Ravenslofty / blog

The Critical Path - a rambly FPGA blog
49 stars 2 forks source link

06/02/2022: Keep Calm and Carry On #7

Open Ravenslofty opened 2 years ago

Ravenslofty commented 2 years ago

Keep Calm and Carry On

Wow, it's been a while since I last wrote a blog article. Sorry about that.

Credit where credit is due: I learned this trick from the Altera Synthesis Cookbook.

Most modern FPGAs come with a carry chain: hard logic to quickly propagate the carry bit of a sum into the next bit.

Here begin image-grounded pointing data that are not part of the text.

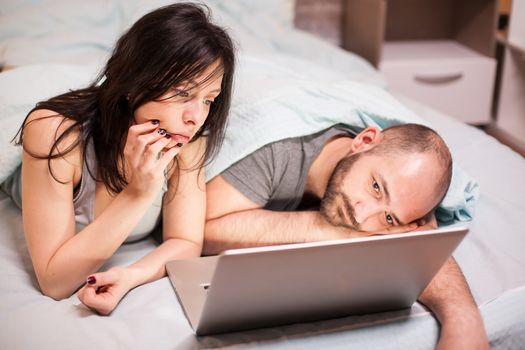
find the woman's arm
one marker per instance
(183, 228)
(60, 257)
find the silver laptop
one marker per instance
(268, 286)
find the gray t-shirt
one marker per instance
(275, 175)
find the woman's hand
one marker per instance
(104, 290)
(145, 164)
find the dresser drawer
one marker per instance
(453, 81)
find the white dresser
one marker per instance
(440, 52)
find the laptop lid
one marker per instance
(267, 286)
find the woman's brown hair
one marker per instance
(163, 49)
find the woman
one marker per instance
(111, 157)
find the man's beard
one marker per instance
(335, 206)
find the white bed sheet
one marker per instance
(150, 316)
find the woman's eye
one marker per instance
(182, 93)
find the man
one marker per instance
(373, 182)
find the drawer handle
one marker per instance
(438, 78)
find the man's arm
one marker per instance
(448, 297)
(260, 227)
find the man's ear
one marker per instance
(366, 139)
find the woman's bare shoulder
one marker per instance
(43, 128)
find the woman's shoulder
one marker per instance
(48, 132)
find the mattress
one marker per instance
(150, 316)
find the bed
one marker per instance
(46, 38)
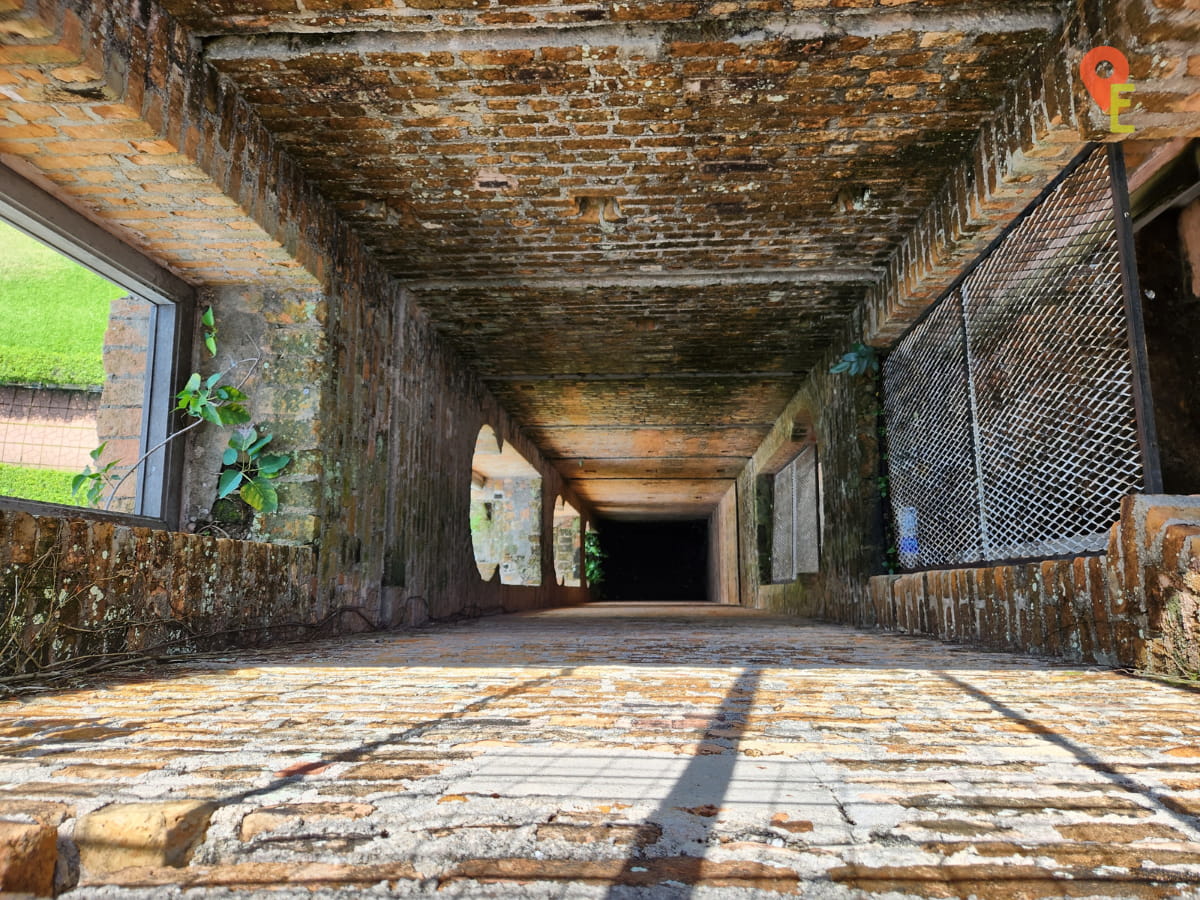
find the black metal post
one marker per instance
(1143, 400)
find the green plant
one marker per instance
(247, 469)
(593, 561)
(250, 472)
(859, 360)
(94, 483)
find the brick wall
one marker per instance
(72, 588)
(1138, 605)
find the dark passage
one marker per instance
(1171, 312)
(655, 561)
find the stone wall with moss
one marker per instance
(77, 592)
(840, 411)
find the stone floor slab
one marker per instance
(629, 751)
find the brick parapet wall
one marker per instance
(1137, 606)
(76, 588)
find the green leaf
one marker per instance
(243, 438)
(270, 465)
(261, 495)
(210, 413)
(232, 414)
(228, 483)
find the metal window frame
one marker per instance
(1125, 228)
(168, 353)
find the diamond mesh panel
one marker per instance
(930, 455)
(1024, 407)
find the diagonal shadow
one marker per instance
(699, 792)
(363, 750)
(1163, 802)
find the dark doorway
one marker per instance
(1171, 311)
(655, 562)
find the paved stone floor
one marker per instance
(619, 751)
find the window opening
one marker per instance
(505, 513)
(568, 544)
(87, 352)
(790, 520)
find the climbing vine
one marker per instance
(247, 469)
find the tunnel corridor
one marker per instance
(665, 562)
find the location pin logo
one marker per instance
(1099, 87)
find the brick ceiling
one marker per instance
(641, 222)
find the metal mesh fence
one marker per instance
(1011, 408)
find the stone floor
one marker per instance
(616, 751)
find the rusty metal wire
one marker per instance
(1009, 408)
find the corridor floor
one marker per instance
(622, 751)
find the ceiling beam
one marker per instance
(399, 34)
(697, 279)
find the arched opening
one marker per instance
(568, 544)
(505, 513)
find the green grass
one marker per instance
(46, 485)
(53, 315)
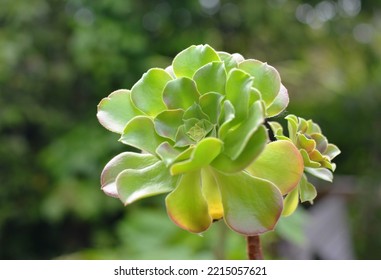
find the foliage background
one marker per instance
(59, 58)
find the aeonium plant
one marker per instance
(199, 126)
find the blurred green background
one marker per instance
(59, 58)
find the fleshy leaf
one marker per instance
(236, 140)
(180, 93)
(279, 104)
(187, 62)
(211, 104)
(321, 173)
(238, 88)
(281, 164)
(306, 190)
(187, 206)
(126, 160)
(147, 93)
(254, 147)
(292, 125)
(305, 143)
(140, 133)
(212, 194)
(134, 184)
(203, 154)
(167, 153)
(266, 78)
(332, 151)
(167, 123)
(251, 205)
(116, 110)
(276, 128)
(231, 60)
(211, 78)
(307, 161)
(291, 202)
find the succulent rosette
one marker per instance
(199, 128)
(317, 156)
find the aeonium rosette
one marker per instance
(200, 126)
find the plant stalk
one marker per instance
(254, 248)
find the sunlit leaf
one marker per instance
(254, 147)
(210, 103)
(332, 151)
(116, 110)
(134, 184)
(187, 62)
(281, 164)
(237, 139)
(186, 205)
(279, 104)
(238, 88)
(212, 194)
(306, 190)
(251, 205)
(167, 153)
(180, 93)
(203, 154)
(305, 143)
(211, 78)
(307, 161)
(167, 123)
(266, 78)
(140, 133)
(231, 60)
(126, 160)
(147, 93)
(291, 202)
(321, 173)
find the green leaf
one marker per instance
(306, 143)
(307, 161)
(253, 149)
(307, 190)
(279, 104)
(212, 194)
(116, 110)
(195, 112)
(187, 62)
(167, 153)
(292, 125)
(238, 88)
(134, 184)
(291, 202)
(276, 128)
(237, 139)
(211, 78)
(126, 160)
(251, 205)
(168, 122)
(281, 164)
(226, 118)
(210, 103)
(321, 142)
(332, 151)
(180, 93)
(266, 78)
(204, 153)
(140, 133)
(182, 138)
(187, 206)
(321, 173)
(231, 60)
(147, 93)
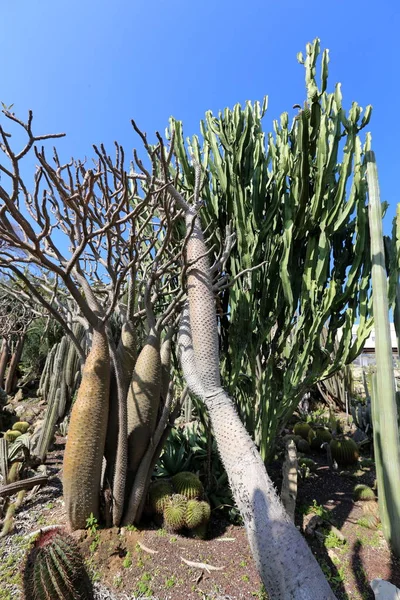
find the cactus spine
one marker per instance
(84, 452)
(384, 407)
(54, 568)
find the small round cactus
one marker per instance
(344, 451)
(159, 492)
(318, 436)
(175, 512)
(11, 435)
(363, 492)
(54, 568)
(21, 426)
(194, 514)
(302, 429)
(188, 484)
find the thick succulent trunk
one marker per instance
(86, 436)
(4, 356)
(14, 362)
(285, 562)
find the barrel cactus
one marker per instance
(188, 484)
(344, 451)
(318, 436)
(175, 512)
(54, 568)
(21, 426)
(302, 429)
(11, 435)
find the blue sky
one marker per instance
(87, 68)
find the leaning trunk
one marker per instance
(4, 356)
(86, 436)
(14, 362)
(285, 562)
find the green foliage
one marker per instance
(54, 568)
(297, 200)
(302, 429)
(187, 484)
(175, 512)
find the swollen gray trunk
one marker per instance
(285, 562)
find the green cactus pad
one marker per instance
(363, 492)
(188, 484)
(159, 492)
(317, 437)
(344, 451)
(11, 435)
(21, 426)
(175, 512)
(54, 568)
(302, 429)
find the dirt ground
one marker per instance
(151, 563)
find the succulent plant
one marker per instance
(303, 446)
(363, 492)
(302, 429)
(318, 436)
(11, 435)
(159, 492)
(21, 426)
(175, 512)
(188, 484)
(344, 451)
(54, 568)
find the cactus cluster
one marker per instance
(54, 568)
(179, 501)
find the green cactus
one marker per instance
(194, 514)
(302, 429)
(363, 492)
(11, 435)
(159, 492)
(175, 512)
(21, 426)
(54, 568)
(318, 436)
(344, 451)
(188, 484)
(303, 446)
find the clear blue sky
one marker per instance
(87, 67)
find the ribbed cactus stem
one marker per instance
(386, 430)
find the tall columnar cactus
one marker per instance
(86, 436)
(54, 568)
(384, 407)
(286, 196)
(285, 562)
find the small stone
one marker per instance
(384, 590)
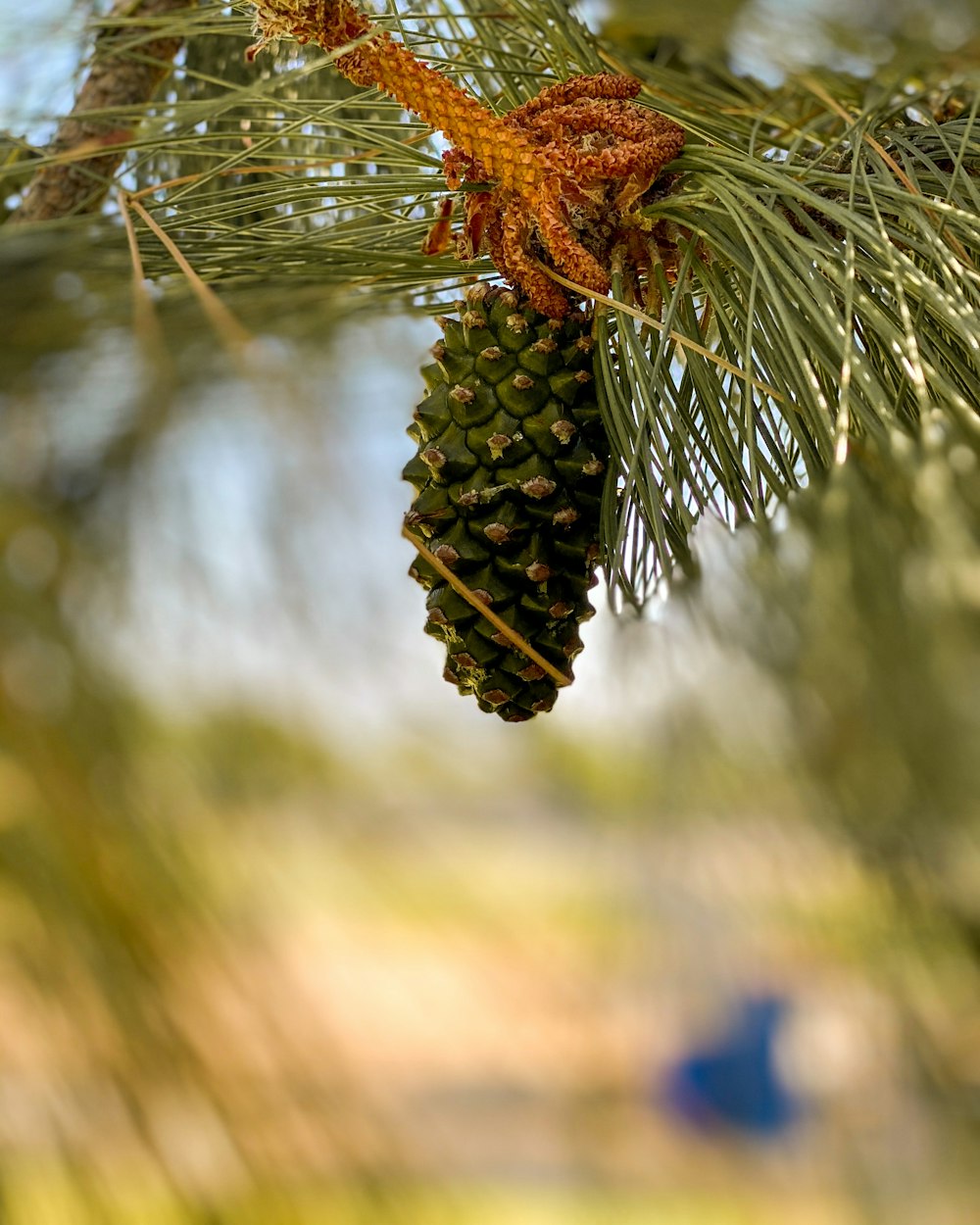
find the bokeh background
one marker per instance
(290, 932)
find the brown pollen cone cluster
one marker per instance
(566, 172)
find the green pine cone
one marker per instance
(509, 478)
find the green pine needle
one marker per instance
(828, 233)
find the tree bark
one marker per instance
(127, 67)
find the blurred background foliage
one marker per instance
(289, 932)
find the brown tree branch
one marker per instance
(127, 67)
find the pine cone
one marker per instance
(509, 479)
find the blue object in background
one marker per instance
(734, 1083)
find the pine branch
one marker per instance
(130, 62)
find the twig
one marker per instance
(88, 151)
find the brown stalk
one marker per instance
(127, 67)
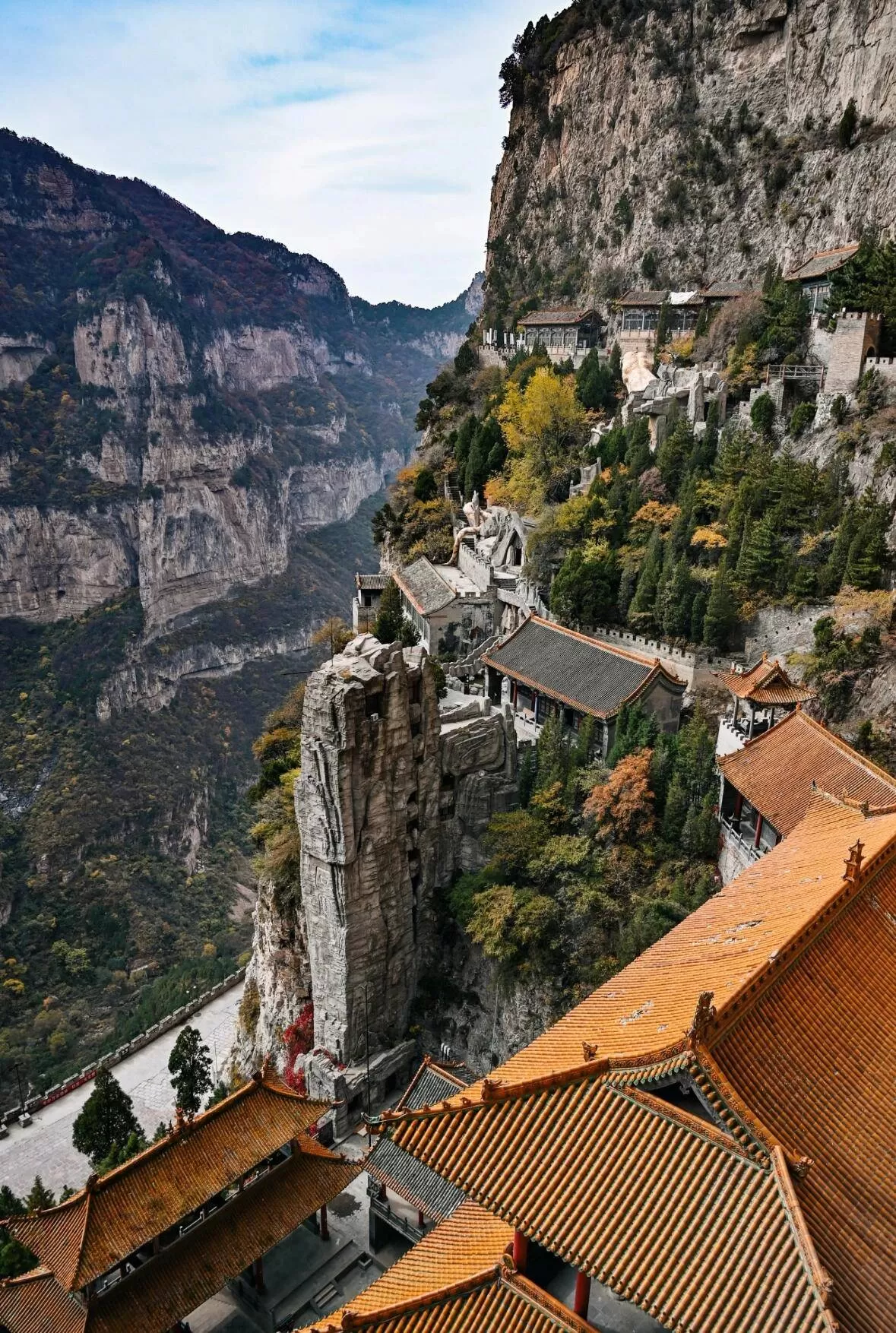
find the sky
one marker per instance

If you think about a 1-bit full adder, there are some useful properties related to carries:

Reduce-AND With A Carry Chain

In Verilog, using unary-& it is possible to AND every bit of a value together (which is 1 if every bit of the input is 1). This is called "reduce-AND", and by itself it's not very common, but it's a fantastic building block.

If you think about how reduce-AND works, it is equivalent to asking if every pair of bits in the signal propagates a carry. In other words, &x => most_significant_bit(x + 1). Using that identity, we can map a reduce-AND to a carry chain, getting the + 1 term by setting the carry-in to 1.

We can do better though. Since FPGAs are made up of K-input lookup tables (K-LUTs), we can first do a K-bit-wide reduce-AND using a LUT before going into the carry chain. On an architecture like the Lattice ECP5, this is free since the LUT is before the carry chain, so the bits would have to go through the LUT anyway. This transforms the problem into &x => &{&x[K-1:0], &x[2*K-1:K], ...} => most_significant_bit({&x[K-1:0], &x[2*K-1:K], ...} + 1).

Notably this is not free on the Lattice iCE40; because the carry chain is before the LUT you need to use another LUT to perform this. This leads to the interesting property that subtraction is more expensive on iCE40 than addition because you need a LUT for input inversion.

When I bring this idea up, I often get somebody mentioning big-O notation, since this approach would be O(n/K) compared to using a tree of K-LUTs being O(log_K(n)). However, propagating carries is really fast, so this approach is significantly faster than a tree of LUTs in practice.

Reduce-OR With A Carry Chain

Since reduce-AND is a thing, Verilog also includes reduce-OR as unary-| (which is 1 if any bit of the input is 1).

The core of the idea here is that through De Morgan's laws, one can transform |x into ~(&(~x)).

Since the K-LUTs are doing small reduce-ANDs already, we can pack the ~x terms into them by performing reduce-NOR (which doesn't exist in Verilog, but I hope makes sense) instead. This then means the carry bit is 1 if all bits of the input are zero, which we can then invert somewhere to form the final reduce-OR.

The Gowin LittleBee FPGAs strongly resemble the Lattice ECP5, but because of a feature the ECP5 has but the LittleBee does not, reduce-OR like this is less efficient than reduce-AND. It's still faster than a tree of LUTs however.

Equality With A Carry Chain

There are two ways of implementing this in practice: one way for equality between two signals, and another, more efficient way for equality between a signal and a constant.

The equality-between-two-signals approach is relatively straightforward. Chunk the input into K/2-bit equalities, and then reduce-AND them together: A == B => &{A[K/2 - 1:0] == B[K/2 - 1:0], A[K-1:K/2 - 1] == B[K-1:K/2 - 1]}.

The equality-between-signal-and-constant approach is a little more complex. Since the constant itself can be stored in the LUT, instead of needing to share LUT inputs between A and B, the inputs can be dedicated to the constant. This results in A == B => &{A[K-1:0] == B[K-1:0], A[2*K-1:K] == B[2*K-1:K]}.

The equivalent transform can be made for inequality, as well.

The General Idea

Fundamentally, what this logic is doing is expressing a function as an AND of some other logic (this is "product of sums" form if the "other logic" is just OR, but there's nothing requiring it to be OR). If the resulting function is relatively simple, it will probably map fairly efficiently to a carry chain.